Deferred to "platform" stage (captured here, intentionally NOT built yet): ClickHouse/Redis storage, OTel exporters, event-sourced (rr-style) replay, eBPF. Today's scope stays a Node CLI emitting the event stream to stdout/--json; these slot in behind the same schema when scale demands.

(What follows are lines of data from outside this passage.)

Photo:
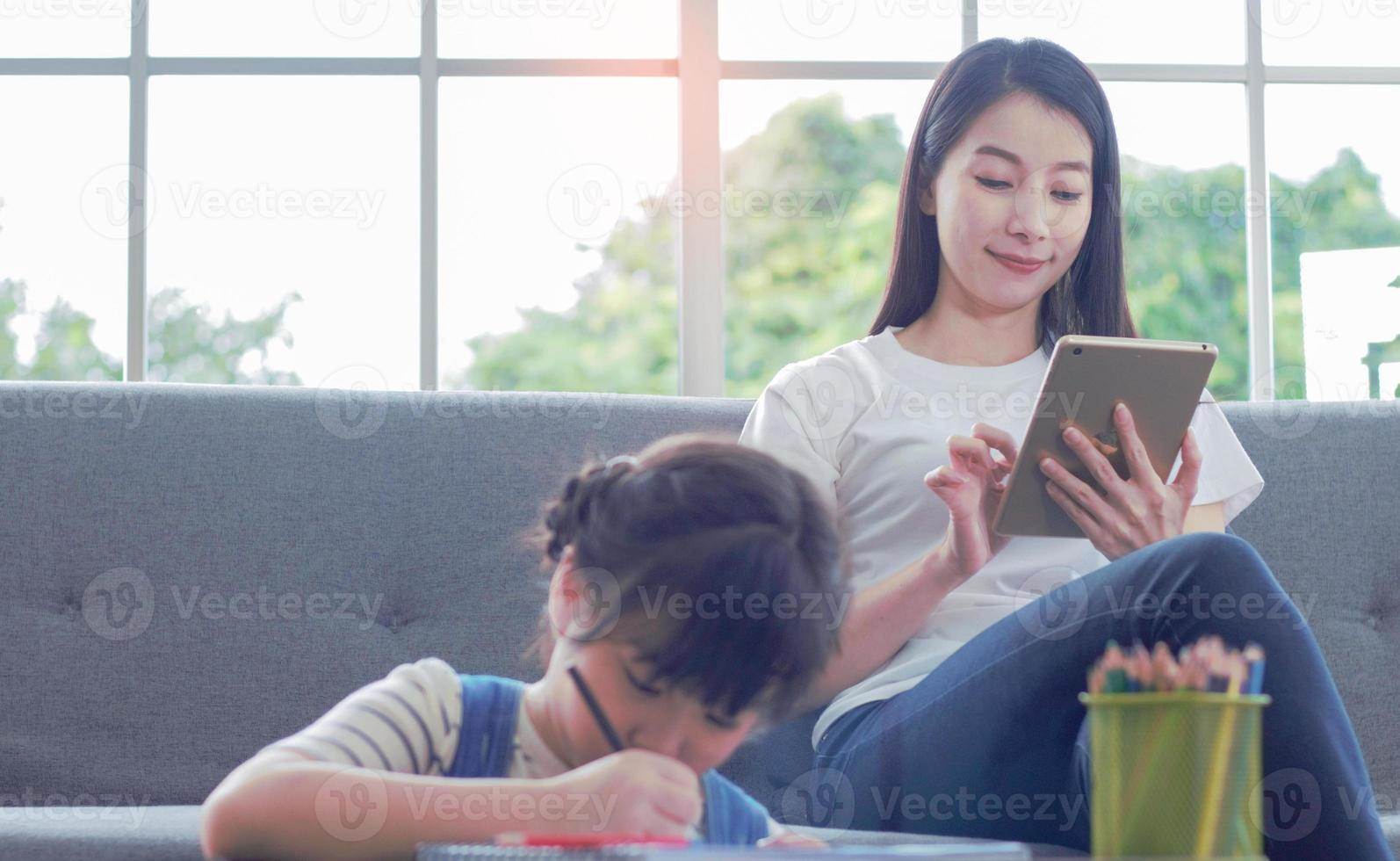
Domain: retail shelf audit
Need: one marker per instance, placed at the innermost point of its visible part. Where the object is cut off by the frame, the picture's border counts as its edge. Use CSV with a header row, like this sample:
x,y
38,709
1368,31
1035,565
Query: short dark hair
x,y
1091,297
696,516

9. Implementation status (v0.3.0)

Built & verified end-to-end (this milestone — the language-agnostic backend pillar):

  • Contract: src/schema/{envelope.js,trace.schema.json} — envelope + shared shapes (SourceLocation/Symbol/Metric/Graph/Event), Event now source- and sessionId-tagged. 8 contract tests.
  • Restructure: engine moved to src/engine/; src/commands/, src/adapters/, src/schema/ added.
  • Protocol-pluggable engine: CDP driver (cdp.js, Node/Chrome) over chrome-remote-interface + DAP driver (dap.js) over the official DebugClient (Python/debugpy; any DAP adapter). We own discovery + RemoteObject/variable rendering; the libraries own the wire. One trigger+capture loop (trace.js).
  • CLI hard-cut: trace run --node|--chrome|--python, trace doctor, trace schema. Old flat trace --port interface removed (→ trace run --node).
  • Test servers: test/servers/{node-api,python-api} with identical business logic — the SAME trace (stack, locals, watched exprs) verified across Node (CDP) and Python (DAP), same envelope shape.
  • ✅ All 15 tests green (npm test).

Protocol notes learned (validated against the DAP spec + debugpy):

  • attach arguments must be non-empty ({ justMyCode: false }) — empty {} trips a debugpy bug.
  • configurationDone is gated on supportsConfigurationDoneRequest for non-debugpy adapters.
  • attached debuggee → disconnect (never terminate), so a server survives repeated traces.

Remaining (the rest of "the full thing"):

  • ⏳ More DAP languages via the same driver: Go (dlv dap), Java (java-debug), C/C++/Rust (lldb-dap).
  • ⏳ Static pillar: trace search|complexity|symbols|deps (ripgrep present; lizard/tree-sitter/madge).
  • trace exec (otel-cli spans; needs Go), trace web (Playwright), trace correlate (cross-tier).
  • ⏳ Release polish: README, skill, .claude-plugin manifests.